Treat each assistant as a distinct non-human actor with its own identity, policy scope, and audit trail. Human delegation alone is not enough when the assistant can move across email, documents, calendars, and internal systems. Governance should bind the sponsor, the executor, and the target resource so access reviews and investigations can separate request from action.
Why This Matters for Security Teams
Personal AI assistants are not just convenience layers over employee accounts. Once an assistant can read mail, schedule meetings, draft replies, or touch internal systems, it becomes a distinct operational actor that can create, transform, and expose data at machine speed. That changes the control problem from user convenience to autonomous execution governance. Current guidance suggests treating the assistant as an NHI with its own identity, bounded scope, and traceable actions, rather than assuming the employee’s login is sufficient.
This is especially important because assistant behaviour is goal-driven, not role-driven. A human user may have a stable access pattern, but an assistant can chain tools, retry failed actions, or pivot across systems in ways that were never explicitly planned. The right mental model is closer to workload identity plus policy enforcement than to delegated human access. NIST’s NIST Cybersecurity Framework 2.0 helps frame the need for governed access, monitoring, and recovery, but agentic systems also need dedicated identity controls. In practice, many security teams discover the overreach only after the assistant has already forwarded data, approved a request, or altered a record without a clean audit boundary.
How It Works in Practice
Security teams should govern personal assistants as sponsored NHIs with three linked dimensions: the employee sponsor, the assistant executor, and the target resource. That means every action should be attributable to the assistant’s workload identity, not just the employee’s session, and every permission should be narrow, time-bound, and reviewable. For agentic systems, static RBAC is usually too blunt because the assistant’s task path is dynamic. Best practice is evolving toward intent-based or context-aware authorisation, where policy is evaluated at request time based on what the assistant is trying to do, what data it needs, and whether the request matches the approved task.

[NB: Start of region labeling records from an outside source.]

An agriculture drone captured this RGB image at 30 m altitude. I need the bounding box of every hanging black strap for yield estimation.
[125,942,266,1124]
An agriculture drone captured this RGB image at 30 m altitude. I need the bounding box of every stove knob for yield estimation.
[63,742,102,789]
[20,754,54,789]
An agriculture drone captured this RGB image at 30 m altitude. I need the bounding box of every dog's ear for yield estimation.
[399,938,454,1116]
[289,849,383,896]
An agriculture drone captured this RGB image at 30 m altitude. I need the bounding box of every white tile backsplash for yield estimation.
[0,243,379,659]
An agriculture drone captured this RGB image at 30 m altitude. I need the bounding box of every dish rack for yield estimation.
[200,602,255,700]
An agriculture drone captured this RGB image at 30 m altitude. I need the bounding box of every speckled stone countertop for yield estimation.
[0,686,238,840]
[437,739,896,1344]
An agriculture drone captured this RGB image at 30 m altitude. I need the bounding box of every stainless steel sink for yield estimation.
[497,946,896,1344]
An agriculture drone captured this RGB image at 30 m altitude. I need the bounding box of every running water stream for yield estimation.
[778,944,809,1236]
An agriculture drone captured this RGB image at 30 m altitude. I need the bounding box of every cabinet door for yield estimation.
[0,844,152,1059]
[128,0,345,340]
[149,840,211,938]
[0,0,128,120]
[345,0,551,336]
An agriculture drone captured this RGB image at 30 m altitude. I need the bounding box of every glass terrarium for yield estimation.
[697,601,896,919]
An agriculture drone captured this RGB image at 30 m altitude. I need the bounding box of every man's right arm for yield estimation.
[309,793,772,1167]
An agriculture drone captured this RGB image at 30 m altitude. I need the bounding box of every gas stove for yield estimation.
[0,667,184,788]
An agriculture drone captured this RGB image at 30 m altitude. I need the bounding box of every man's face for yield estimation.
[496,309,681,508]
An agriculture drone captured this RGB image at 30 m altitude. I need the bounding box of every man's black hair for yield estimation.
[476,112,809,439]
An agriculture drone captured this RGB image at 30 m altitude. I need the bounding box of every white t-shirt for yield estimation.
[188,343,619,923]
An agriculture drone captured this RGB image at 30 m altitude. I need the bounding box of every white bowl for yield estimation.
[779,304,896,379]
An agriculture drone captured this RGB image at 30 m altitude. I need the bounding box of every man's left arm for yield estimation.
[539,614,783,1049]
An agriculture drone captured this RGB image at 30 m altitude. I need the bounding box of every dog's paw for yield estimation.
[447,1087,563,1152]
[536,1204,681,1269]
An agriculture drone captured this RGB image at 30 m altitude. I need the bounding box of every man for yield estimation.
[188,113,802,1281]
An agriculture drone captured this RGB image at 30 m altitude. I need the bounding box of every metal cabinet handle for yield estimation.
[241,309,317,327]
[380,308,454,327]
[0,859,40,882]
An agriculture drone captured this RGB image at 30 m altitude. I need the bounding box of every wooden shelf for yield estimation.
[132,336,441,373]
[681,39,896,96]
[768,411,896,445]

Operationally, this means using JIT credentials, short-lived tokens, and ephemeral secrets instead of durable API keys or broad delegated sessions. Where possible, bind the assistant to workload identity primitives such as OIDC-backed service identities or SPIFFE-style workload proof, then enforce policy-as-code with real-time checks. NHI lifecycle thinking from Ultimate Guide to NHIs — Lifecycle Processes for Managing NHIs is useful here, because assistants need provisioning, rotation, revocation, and retirement just like any other non-human actor. For investigation and audit readiness, Ultimate Guide to NHIs — Regulatory and Audit Perspectives reinforces why sponsor-executor-target logging matters.
- Issue assistant credentials per task, not per employee.
- Log the instruction, the policy decision, and the executed action separately.
- Limit tool access to explicit workflows such as email draft, calendar write, or ticket create.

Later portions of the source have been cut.